RHEL에 Docker EE를 설치합니다(아직 설치되지 않은 경우). Https://docs.docker.com/engine/installation/linux/docker-ee/rhel/ 의 설명을 따릅니다.

또는 Docker CE에서 실행할 수도 있습니다.

sudo yum install -y yum-utils
sudo yum-config-manager --add-repo https://download.docker.com/linux/centos/docker-ce.repo
sudo yum makecache fast
sudo yum -y install docker-ce
sudo systemctl start docker

nvidia-docker2를 설치합니다(아직 설치되지 않은 경우). 자세한 내용은 https://github.com/NVIDIA/nvidia-docker/blob/master/README.md 에서 확인할 수 있습니다.

curl -s -L https://nvidia.github.io/nvidia-docker/gpgkey | \
  sudo apt-key add -
distribution=$(. /etc/os-release;echo $ID$VERSION_ID)
curl -s -L https://nvidia.github.io/nvidia-docker/$distribution/nvidia-docker.list | \
  sudo tee /etc/apt/sources.list.d/nvidia-docker.list
sudo apt-get update

# Install nvidia-docker2 and reload the Docker daemon configuration
sudo apt-get install -y nvidia-docker2
Note: 서버의 재부팅 시 nvidia-docker 서비스가 자동으로 시작되도록 하려면 다음 명령을 실행합니다. 이 명령을 실행하지 않으면 nvidia-docker 서비스를 수동으로 시작해야 합니다. 그렇지 않으면 GPU가 가용 상태로 나타나지 않습니다.
sudo systemctl enable nvidia-docker
또는, 위의 Docker CE를 설치한 경우 다음 작업을 수행하여 nvidia-docker를 설치할 수 있습니다.
curl -s -L https://nvidia.github.io/nvidia-docker/centos7/x86_64/nvidia-docker.repo | \
sudo tee /etc/yum.repos.d/nvidia-docker.repo
sudo yum install nvidia-docker2

NVIDIA 드라이버가 실행되고 있는지 확인합니다. 드라이버가 실행되고 있지 않은 경우, http://www.nvidia.com/Download/index.aspx?lang=ko-KR 에 로그인하여 최신 NVIDIA Tesla V/P/K 시리즈 드라이버를 다운로드합니다.

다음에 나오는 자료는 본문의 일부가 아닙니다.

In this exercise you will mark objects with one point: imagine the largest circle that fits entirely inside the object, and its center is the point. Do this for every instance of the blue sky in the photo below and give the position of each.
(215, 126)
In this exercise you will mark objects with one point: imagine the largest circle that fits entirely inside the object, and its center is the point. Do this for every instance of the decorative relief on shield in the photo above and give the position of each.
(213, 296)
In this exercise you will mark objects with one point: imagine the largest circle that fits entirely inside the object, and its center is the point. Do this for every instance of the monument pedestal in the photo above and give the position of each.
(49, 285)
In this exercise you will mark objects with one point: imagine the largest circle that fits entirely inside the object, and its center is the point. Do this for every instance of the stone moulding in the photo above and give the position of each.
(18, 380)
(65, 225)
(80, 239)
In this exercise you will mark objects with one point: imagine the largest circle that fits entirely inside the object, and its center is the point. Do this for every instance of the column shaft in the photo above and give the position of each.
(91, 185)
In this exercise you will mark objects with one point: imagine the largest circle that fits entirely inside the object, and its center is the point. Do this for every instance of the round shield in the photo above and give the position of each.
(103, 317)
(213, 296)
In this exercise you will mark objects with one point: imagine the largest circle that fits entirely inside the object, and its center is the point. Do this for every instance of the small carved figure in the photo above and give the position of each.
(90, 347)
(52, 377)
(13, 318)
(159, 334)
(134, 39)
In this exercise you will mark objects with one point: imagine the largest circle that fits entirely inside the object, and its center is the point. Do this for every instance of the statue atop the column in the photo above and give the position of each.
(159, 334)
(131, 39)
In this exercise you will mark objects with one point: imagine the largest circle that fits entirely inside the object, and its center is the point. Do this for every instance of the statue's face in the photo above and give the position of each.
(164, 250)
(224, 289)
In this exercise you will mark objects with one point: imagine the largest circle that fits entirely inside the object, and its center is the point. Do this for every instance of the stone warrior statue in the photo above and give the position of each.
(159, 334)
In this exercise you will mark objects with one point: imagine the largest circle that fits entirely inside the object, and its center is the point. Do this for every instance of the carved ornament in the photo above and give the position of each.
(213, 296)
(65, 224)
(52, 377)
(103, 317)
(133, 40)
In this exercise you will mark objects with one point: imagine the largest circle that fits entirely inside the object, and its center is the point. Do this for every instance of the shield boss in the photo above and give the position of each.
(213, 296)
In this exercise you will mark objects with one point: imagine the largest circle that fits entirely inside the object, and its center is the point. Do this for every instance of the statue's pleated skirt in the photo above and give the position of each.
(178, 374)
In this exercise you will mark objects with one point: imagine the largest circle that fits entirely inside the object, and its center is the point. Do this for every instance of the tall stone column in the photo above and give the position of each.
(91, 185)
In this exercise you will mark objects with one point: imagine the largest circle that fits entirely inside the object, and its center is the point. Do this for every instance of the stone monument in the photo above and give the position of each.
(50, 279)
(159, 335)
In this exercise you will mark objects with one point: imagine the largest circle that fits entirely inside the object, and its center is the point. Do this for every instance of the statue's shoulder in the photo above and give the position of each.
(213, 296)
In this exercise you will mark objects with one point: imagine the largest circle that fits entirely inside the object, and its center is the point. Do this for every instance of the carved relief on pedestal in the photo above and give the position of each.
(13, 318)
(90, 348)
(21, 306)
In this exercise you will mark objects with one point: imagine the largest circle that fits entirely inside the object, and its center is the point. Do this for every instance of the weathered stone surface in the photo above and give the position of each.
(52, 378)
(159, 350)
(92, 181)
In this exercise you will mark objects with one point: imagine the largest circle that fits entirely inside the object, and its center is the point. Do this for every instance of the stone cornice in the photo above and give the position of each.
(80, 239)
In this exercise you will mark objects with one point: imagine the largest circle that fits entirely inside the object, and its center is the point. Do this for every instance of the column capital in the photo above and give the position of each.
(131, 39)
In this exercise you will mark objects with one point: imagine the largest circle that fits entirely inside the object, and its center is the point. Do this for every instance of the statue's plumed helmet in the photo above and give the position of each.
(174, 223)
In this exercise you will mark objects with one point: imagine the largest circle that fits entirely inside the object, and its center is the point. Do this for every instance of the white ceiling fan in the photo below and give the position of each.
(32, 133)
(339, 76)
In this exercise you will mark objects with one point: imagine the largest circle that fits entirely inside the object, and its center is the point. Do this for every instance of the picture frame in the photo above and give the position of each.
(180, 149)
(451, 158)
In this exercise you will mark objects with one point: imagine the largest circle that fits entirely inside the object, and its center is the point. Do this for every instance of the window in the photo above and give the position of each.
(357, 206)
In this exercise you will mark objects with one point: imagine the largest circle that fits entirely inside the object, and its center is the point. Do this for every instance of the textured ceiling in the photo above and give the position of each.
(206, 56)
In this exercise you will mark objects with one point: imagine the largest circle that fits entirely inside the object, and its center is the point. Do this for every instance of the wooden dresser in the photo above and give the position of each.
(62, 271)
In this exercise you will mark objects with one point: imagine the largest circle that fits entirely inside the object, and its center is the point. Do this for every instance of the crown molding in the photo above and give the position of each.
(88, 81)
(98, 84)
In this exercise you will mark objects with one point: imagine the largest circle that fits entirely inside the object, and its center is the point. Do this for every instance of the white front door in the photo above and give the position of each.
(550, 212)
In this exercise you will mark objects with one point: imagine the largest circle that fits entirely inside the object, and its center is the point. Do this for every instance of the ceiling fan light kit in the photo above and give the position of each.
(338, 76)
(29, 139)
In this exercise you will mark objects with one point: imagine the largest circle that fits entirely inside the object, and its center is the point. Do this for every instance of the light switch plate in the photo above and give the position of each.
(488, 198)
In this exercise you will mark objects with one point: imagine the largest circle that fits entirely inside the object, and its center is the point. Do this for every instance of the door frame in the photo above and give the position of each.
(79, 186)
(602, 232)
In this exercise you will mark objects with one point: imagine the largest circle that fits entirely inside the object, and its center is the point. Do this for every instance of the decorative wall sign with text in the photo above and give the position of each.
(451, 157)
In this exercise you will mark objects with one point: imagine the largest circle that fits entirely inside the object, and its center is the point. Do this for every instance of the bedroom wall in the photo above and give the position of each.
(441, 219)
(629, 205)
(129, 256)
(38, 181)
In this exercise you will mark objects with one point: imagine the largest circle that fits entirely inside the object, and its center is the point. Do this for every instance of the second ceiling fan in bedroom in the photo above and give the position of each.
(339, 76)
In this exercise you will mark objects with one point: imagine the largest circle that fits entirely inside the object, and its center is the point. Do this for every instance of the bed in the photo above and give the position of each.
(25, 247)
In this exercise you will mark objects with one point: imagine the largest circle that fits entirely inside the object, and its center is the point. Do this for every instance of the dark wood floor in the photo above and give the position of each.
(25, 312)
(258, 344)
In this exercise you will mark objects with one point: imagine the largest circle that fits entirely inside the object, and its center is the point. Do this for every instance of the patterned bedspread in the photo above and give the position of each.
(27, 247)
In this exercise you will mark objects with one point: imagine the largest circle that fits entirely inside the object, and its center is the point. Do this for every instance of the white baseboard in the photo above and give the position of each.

nvidia-docker run --rm nvidia/cuda nvidia-smi

호스트 시스템에서 Driverless AI 버전에 대한 디렉터리를 설정합니다.

# Set up directory with the version name
mkdir dai-1.10.1.2

디렉터리를 새 폴더로 변경한 다음, Driverless AI Docker 이미지를 새 디렉터리로 로드합니다.

# cd into the new directory
cd dai-1.10.1.2

# Load the Driverless AI docker image
docker load < dai-docker-centos7-x86_64-1.10.1.2.tar.gz

GPU의 지속성을 활성화합니다. 이는 재부팅할 때마다 한 번씩 실행해야 합니다. 자세한 내용은 다음 링크를 참조하십시오: http://docs.nvidia.com/deploy/driver-persistence/index.html.

sudo nvidia-smi -pm 1

호스트 시스템(새 디렉터리 내)에 데이터, 로그, 라이선스 디렉터리를 설정합니다.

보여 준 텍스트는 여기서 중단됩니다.